Oral Representations Did Not Modify Written Terms of a Plan

In an unpublished opinion, Watson v. Consolidated Edison Co. of New York, Inc., 2010 WL 1564654 (2nd Cir. Apr. 20, 2010), the Second Circuit Court of Appeals held that claims related to an employer's and plan administrator's oral promises failed because the oral promises contradicted the plan's unambiguous terms.

The court stated that because ERISA requires a written employee benefit plan, oral promises are unenforceable under ERISA and cannot vary the terms of the plan. 

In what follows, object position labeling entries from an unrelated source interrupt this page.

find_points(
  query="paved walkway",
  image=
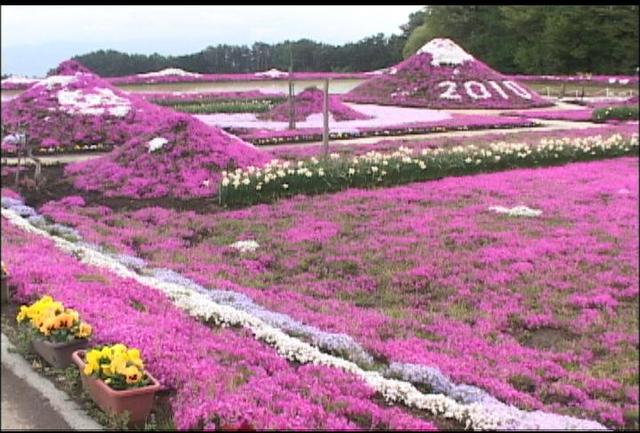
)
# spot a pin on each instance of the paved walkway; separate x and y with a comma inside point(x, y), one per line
point(24, 408)
point(31, 401)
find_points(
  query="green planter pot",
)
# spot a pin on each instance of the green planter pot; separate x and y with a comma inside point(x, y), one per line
point(136, 401)
point(58, 355)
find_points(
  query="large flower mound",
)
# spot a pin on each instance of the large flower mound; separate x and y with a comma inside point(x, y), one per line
point(170, 154)
point(69, 110)
point(309, 102)
point(443, 75)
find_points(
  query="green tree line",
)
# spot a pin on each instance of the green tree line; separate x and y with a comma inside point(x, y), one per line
point(538, 39)
point(522, 39)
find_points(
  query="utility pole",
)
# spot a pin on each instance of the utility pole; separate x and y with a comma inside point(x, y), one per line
point(292, 108)
point(325, 119)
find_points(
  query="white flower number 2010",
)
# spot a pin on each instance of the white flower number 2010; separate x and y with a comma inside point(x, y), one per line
point(478, 90)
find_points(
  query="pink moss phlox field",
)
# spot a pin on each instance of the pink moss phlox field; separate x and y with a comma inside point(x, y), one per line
point(421, 81)
point(458, 122)
point(576, 115)
point(183, 161)
point(298, 152)
point(426, 274)
point(187, 165)
point(309, 102)
point(203, 78)
point(580, 78)
point(50, 124)
point(219, 376)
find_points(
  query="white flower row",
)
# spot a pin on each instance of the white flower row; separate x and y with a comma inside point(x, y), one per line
point(376, 163)
point(245, 246)
point(476, 415)
point(156, 144)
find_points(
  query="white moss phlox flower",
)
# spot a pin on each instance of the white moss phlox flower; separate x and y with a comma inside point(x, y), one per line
point(245, 246)
point(516, 211)
point(156, 144)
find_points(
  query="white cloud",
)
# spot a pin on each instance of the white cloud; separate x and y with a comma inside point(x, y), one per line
point(208, 25)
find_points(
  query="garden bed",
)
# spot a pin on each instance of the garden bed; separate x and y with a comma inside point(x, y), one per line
point(241, 373)
point(362, 273)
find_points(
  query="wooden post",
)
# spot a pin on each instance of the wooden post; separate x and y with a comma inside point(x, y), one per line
point(325, 119)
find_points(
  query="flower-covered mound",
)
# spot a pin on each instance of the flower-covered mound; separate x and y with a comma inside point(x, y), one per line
point(158, 152)
point(443, 75)
point(427, 275)
point(179, 156)
point(309, 102)
point(215, 376)
point(17, 83)
point(69, 111)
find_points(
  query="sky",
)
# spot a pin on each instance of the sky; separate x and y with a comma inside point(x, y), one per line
point(37, 38)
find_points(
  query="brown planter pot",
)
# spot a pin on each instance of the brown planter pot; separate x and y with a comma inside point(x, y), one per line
point(58, 355)
point(6, 294)
point(136, 401)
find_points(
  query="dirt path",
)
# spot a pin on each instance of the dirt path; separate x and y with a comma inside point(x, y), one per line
point(56, 159)
point(548, 125)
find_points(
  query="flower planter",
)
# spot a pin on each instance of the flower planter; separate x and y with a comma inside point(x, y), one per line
point(6, 295)
point(58, 355)
point(136, 401)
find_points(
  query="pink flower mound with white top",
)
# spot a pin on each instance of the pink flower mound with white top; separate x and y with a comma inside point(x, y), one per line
point(70, 110)
point(158, 152)
point(309, 102)
point(443, 75)
point(173, 155)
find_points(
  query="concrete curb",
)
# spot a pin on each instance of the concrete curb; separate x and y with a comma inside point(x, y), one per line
point(66, 408)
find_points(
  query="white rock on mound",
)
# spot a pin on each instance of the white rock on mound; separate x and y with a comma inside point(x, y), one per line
point(95, 101)
point(445, 52)
point(156, 144)
point(273, 73)
point(170, 72)
point(16, 79)
point(245, 246)
point(56, 80)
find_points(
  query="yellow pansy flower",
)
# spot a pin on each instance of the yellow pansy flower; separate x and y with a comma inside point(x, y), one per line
point(133, 374)
point(23, 314)
point(84, 330)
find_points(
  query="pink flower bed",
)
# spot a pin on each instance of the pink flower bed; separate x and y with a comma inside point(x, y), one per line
point(294, 152)
point(220, 376)
point(577, 115)
point(586, 79)
point(442, 75)
point(457, 122)
point(208, 96)
point(187, 164)
point(537, 311)
point(159, 152)
point(140, 79)
point(309, 102)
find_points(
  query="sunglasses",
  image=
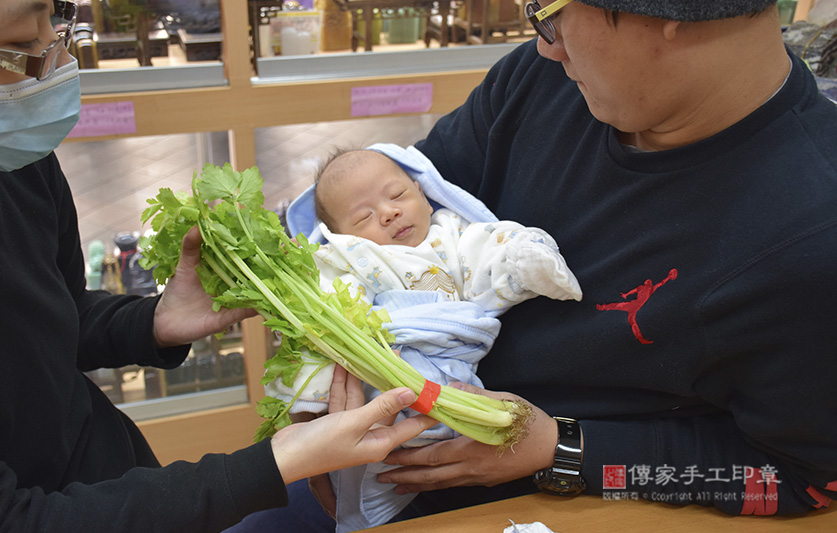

Watson was decided in the context of a claim for breach of fiduciary duty based on an ERISA fiduciary making oral statements that misrepresented the terms of the plan.  The court stated, based on Second Circuit case law, that a plan administrator has a fiduciary duty to not make material misrepresentations regarding the availability of future plan benefits.  If an ERISA fiduciary makes guarantees regarding future benefits that misrepresents present facts, the statements are material if they would induce a reasonable person to rely on them.  The court stated based on Second Circuit case law that the party alleging a breach of fiduciary duty must point to a written statement purporting to alter the terms of the plan.  When a party instead points to an oral statement that contradicts the unambiguous terms of the plan, the party does not have a claim for a breach of fiduciary duty because it was not reasonable for them to rely on an oral statement that contradicts the terms of the plan.


ERISA Preempts Utah Insurance Regulation Governing Discretionary Review Clauses

In Hancock v. Metropolitan Life Ins. Co., 590 F.3d 1141 (10th Cir. 2009), the Tenth Circuit Court of Appeals held that ERISA preempts a Utah regulation governing the format of clauses in insurance policies that give an employee benefit plan administrator discretion when interpreting the plan terms and awarding benefits. The Utah regulation imposed a ban on such "reservation-of-discretion clauses" in insurance policies with an exception for employee benefit plans governed by ERISA.  The regulation provided that ERISA employee benefit plans must contain certain language and be in at least 12 point bold font.  

The Tenth Circuit held that ERISA preempted the Utah regulation because it did not meet the second part of the Miller test for determining whether a state law regulates insurance.  See Kentucky Ass'n of Health Plans v. Miller, 538 U.S. 329, 342.  If both parts of the Miller test are met, the rule falls within ERISA's savings clause, 29 U.S.C. § 1142(b)(2)(A), exempting from ERISA preemption states laws relating to employee benefit plans that regulate insurance, banking or securities.  The second part of the Miller test requires a state law to substantially affect the risk pooling arrangement between the insurer and the insured in order for the state law to be found to regulate insurance.  The court in Hancock held that the Utah regulation did not substantially affect the risk pooling arrangement because it related more to the form, not the substance of the discretionary clause.  The Utah rule did not remove the option of insurer discretion and thus did not affect who gets the risk pool or prescribe conditions under which insurers must pay for assumed risks. As a result, the court held that the Utah rule was preempted by ERISA.  The Court noted that if the Utah rule had imposed a blanket prohibition on the use of discretion-granting clauses, this would be a different case.

Colorado Insurance Statute Prohibits Discretionary Clauses in Employee Benefit Plans Issued in Colorado by Insurers

Colorado Revised Statute Section 10-3-1116, which governs regulation of insurance companies, prohibits an insurance policy, insurance contract or plan that is "issued" in Colorado and that offers health and disability benefits from containing a provision that reserves discretion to the insurer, plan administrator, or claim administrator to interpret the terms of the plan or determine eligibility for benefits.

Based on federal case law, it appears that this statute is not preempted by ERISA and falls within ERISA's savings clause.  29 U.S.C. § 1144(b)(2)(A).



Insurer's Discretionary Review Clauses May Be Subject to State Law Prohibiting Same

The United States Supreme Court declined to review a decision from the Ninth Circuit Court of Appeals, Standard Ins. Co. v. Morrison, 584 F.3d 837 (9th Cir. 2009), holding that a state's practice (though its insurance commissioner) of disapproving insurance policies that give insurers discretion to determine benefits and construct the terms of an employee benefit plan is not preempted by ERISA. 

Several states have laws that prevent an insurer from adding such a discretionary clause to an policy governing employee benefits.  As a result of the Supreme Court's decision not to review the Standard Ins. Co. case, courts faced with the question whether these state laws are preempted by ERISA may be inclined to hold that they are not  thereby legislating a de novo  standard of review when insurers companies may employee benefit decisions.